Types of business entity facts for kids
A business entity is a type of organization that sells things like products or services. Its main goal is usually to make a profit, which is money left over after paying all the costs.
Different countries have different kinds of business entities. But many countries have similar types. Here are a few examples of business entities you might find in the United Kingdom:
Contents
What is a Business Entity?
A business entity is simply the legal way a business is set up. Think of it as the official structure that a company uses to operate. This structure affects how the business makes money, how it's owned, and how it deals with its debts.
Why Do Businesses Need a Structure?
Having a clear structure is important for several reasons. It helps define who owns the business and who is responsible for its actions. It also affects how the business pays taxes and how it can grow. Choosing the right type of business entity is a big decision for anyone starting a company.
Common Types of Business Entities
There are many ways to set up a business. Each type has its own rules about ownership, responsibility, and how money is handled.
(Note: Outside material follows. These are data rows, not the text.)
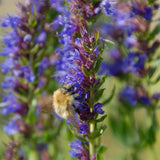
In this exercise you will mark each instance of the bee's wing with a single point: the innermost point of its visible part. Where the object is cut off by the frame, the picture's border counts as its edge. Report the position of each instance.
(46, 105)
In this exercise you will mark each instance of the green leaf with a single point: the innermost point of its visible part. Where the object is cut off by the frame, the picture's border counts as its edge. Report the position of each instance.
(101, 119)
(155, 81)
(86, 48)
(100, 131)
(101, 149)
(110, 97)
(32, 22)
(98, 64)
(97, 35)
(86, 72)
(155, 31)
(99, 94)
(99, 157)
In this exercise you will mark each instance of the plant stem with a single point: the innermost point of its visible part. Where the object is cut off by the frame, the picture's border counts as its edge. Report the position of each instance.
(92, 125)
(91, 143)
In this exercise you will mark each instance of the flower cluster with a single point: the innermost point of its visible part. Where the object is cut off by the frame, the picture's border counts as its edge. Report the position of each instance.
(29, 64)
(79, 60)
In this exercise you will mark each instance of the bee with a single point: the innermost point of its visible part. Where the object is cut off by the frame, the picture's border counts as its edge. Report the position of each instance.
(62, 103)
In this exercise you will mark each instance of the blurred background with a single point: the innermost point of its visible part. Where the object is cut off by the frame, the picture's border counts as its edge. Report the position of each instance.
(115, 149)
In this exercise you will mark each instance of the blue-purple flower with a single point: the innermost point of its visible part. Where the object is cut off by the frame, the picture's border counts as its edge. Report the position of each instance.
(78, 150)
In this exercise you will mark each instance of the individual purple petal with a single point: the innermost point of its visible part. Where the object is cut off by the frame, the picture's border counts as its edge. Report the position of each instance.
(11, 128)
(28, 74)
(83, 128)
(10, 82)
(98, 108)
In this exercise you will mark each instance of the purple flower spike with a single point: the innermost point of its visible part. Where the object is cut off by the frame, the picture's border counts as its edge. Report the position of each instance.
(98, 108)
(130, 95)
(28, 74)
(27, 38)
(78, 150)
(83, 128)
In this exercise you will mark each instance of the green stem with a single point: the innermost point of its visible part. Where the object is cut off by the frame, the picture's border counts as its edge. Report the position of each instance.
(91, 143)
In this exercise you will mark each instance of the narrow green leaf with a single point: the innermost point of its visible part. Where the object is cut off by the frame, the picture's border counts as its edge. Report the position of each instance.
(110, 97)
(99, 157)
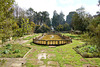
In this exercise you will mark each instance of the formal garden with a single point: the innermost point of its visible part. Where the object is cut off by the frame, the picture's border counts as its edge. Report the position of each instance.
(30, 38)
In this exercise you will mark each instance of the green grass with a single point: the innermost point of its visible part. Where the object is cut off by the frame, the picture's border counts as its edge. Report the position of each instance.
(74, 36)
(30, 37)
(13, 51)
(65, 54)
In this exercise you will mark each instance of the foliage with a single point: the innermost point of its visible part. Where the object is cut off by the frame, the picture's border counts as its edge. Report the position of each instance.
(57, 19)
(43, 28)
(69, 17)
(94, 32)
(17, 51)
(64, 54)
(87, 51)
(13, 52)
(59, 28)
(80, 20)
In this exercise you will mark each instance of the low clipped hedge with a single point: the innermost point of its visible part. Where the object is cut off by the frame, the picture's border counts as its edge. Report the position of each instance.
(87, 51)
(13, 51)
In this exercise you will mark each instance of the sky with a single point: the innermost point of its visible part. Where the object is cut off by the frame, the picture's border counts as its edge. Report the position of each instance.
(65, 6)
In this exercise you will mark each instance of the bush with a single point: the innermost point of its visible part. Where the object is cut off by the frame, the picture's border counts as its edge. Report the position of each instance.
(85, 54)
(19, 56)
(17, 51)
(6, 51)
(8, 45)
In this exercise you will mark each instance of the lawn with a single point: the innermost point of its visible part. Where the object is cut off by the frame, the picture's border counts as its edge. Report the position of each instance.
(51, 37)
(13, 51)
(59, 56)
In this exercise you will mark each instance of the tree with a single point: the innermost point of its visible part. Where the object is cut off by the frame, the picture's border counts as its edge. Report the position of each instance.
(94, 32)
(80, 20)
(6, 12)
(61, 18)
(69, 17)
(57, 19)
(42, 29)
(30, 13)
(5, 9)
(66, 27)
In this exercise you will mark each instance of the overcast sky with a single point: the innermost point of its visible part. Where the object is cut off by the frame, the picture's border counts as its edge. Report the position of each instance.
(59, 5)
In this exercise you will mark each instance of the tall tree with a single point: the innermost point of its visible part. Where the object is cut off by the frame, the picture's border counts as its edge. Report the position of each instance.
(69, 17)
(58, 19)
(6, 14)
(55, 19)
(30, 13)
(80, 20)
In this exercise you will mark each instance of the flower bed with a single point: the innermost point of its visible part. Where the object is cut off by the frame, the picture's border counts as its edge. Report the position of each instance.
(87, 51)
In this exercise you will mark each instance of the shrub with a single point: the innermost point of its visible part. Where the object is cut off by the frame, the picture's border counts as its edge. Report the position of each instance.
(6, 51)
(85, 54)
(8, 45)
(19, 56)
(17, 51)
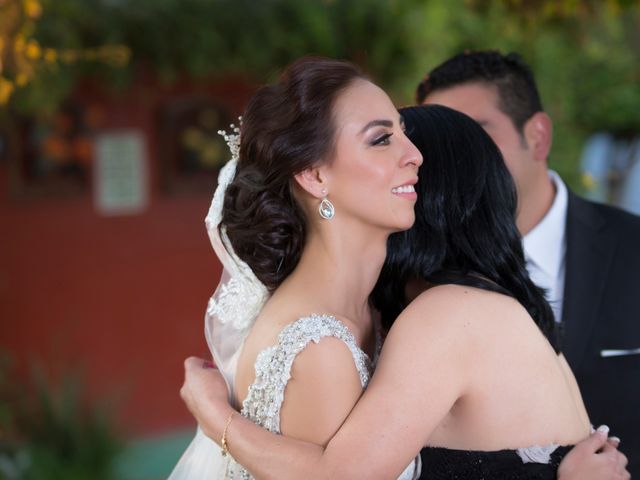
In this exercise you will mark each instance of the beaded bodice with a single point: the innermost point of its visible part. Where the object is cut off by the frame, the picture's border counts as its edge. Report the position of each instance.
(273, 370)
(273, 366)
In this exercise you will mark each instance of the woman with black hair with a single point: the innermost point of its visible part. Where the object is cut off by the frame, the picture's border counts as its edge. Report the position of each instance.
(470, 366)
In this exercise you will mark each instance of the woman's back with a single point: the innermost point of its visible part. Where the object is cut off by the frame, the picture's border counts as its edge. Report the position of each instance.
(517, 391)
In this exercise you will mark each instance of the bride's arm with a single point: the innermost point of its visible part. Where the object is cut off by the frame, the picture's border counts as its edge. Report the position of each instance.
(388, 426)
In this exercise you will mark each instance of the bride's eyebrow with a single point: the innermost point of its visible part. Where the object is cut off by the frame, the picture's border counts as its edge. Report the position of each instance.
(376, 123)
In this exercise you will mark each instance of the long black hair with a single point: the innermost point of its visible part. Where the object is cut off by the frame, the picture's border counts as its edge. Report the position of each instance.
(465, 231)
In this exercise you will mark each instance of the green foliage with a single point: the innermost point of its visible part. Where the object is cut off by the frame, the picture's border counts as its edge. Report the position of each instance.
(51, 434)
(585, 53)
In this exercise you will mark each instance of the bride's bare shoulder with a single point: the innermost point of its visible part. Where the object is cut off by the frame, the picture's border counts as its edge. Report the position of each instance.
(449, 306)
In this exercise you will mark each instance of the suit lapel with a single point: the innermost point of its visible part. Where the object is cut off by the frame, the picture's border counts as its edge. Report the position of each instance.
(590, 251)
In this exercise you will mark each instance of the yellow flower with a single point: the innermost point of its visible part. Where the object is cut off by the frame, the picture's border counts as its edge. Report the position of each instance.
(22, 79)
(6, 89)
(19, 43)
(50, 55)
(32, 8)
(33, 50)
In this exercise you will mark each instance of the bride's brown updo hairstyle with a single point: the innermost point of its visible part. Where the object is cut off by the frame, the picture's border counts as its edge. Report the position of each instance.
(286, 128)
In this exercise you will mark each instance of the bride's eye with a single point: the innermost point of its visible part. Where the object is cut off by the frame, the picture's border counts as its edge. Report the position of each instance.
(382, 140)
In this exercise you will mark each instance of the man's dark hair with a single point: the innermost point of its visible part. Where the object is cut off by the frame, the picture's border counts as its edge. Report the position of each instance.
(518, 95)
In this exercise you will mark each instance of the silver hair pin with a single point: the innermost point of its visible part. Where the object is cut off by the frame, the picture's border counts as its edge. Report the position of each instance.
(233, 139)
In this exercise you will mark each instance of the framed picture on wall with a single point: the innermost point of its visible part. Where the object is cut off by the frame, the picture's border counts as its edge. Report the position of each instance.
(190, 149)
(52, 154)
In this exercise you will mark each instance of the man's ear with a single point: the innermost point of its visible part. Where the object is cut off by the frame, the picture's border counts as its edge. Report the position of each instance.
(313, 181)
(538, 132)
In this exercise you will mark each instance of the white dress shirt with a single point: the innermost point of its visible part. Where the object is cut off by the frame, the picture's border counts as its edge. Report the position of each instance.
(545, 248)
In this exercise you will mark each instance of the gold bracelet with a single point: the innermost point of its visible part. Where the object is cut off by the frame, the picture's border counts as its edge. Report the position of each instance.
(223, 441)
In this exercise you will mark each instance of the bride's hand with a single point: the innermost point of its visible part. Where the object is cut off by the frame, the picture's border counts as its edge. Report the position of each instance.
(595, 458)
(204, 391)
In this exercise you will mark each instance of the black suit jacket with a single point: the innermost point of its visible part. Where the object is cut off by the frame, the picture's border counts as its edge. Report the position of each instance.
(601, 311)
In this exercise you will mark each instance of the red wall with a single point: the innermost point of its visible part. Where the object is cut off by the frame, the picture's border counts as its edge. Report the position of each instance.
(120, 299)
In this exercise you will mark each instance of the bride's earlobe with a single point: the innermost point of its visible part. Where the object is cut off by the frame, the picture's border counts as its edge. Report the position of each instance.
(311, 181)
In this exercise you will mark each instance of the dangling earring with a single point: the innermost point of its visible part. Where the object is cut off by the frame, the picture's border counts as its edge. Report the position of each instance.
(326, 208)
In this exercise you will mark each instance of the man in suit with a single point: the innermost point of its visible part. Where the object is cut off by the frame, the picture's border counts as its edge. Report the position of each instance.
(586, 255)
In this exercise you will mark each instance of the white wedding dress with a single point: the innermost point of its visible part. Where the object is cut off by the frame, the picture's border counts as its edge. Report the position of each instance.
(203, 459)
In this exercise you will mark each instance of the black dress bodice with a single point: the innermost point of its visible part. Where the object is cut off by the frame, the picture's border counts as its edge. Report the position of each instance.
(444, 463)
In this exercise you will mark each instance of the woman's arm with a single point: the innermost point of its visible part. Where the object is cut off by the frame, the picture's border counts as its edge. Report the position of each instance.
(388, 426)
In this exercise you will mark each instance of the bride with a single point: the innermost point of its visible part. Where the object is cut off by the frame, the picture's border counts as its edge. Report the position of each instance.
(433, 368)
(323, 175)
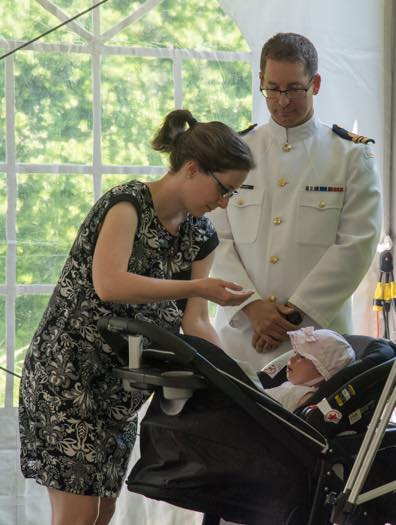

Let's look at some common examples.
Private Limited Company (Ltd.)
A Private Limited Company is often called an 'Ltd.'. This type of company is divided into small parts called shares. People who buy these shares become part-owners of the business. They are called shareholders.
One important thing about an Ltd. is that shareholders have limited liability. This means if the company owes money, the shareholders only have to pay back the amount they agreed to invest. They won't lose more than that. Shares in an Ltd. cannot be sold to the general public.
Public Limited Company (PLC)
A Public Limited Company is usually called a 'PLC'. Like an Ltd., a PLC is also divided into shares. However, there's a big difference: shares in a PLC can be bought and sold by anyone. This means they can be traded on a stock market.
Just like with an Ltd., the shareholders in a PLC also have limited liability. This protects them from losing more money than they invested if the company faces financial trouble. PLCs are often larger businesses.
Limited Liability Partnership (LLP)
A Limited Liability Partnership is known as an 'LLP'. This type of business is owned by two or more people, called partners. These partners sign an agreement that explains how they will run the business. It also details how any profit (the money the business makes) will be shared among them.
All partners in an LLP have limited liability. This means their personal money is usually safe if the business runs into debt. LLPs combine some features of a partnership with the protection of a company.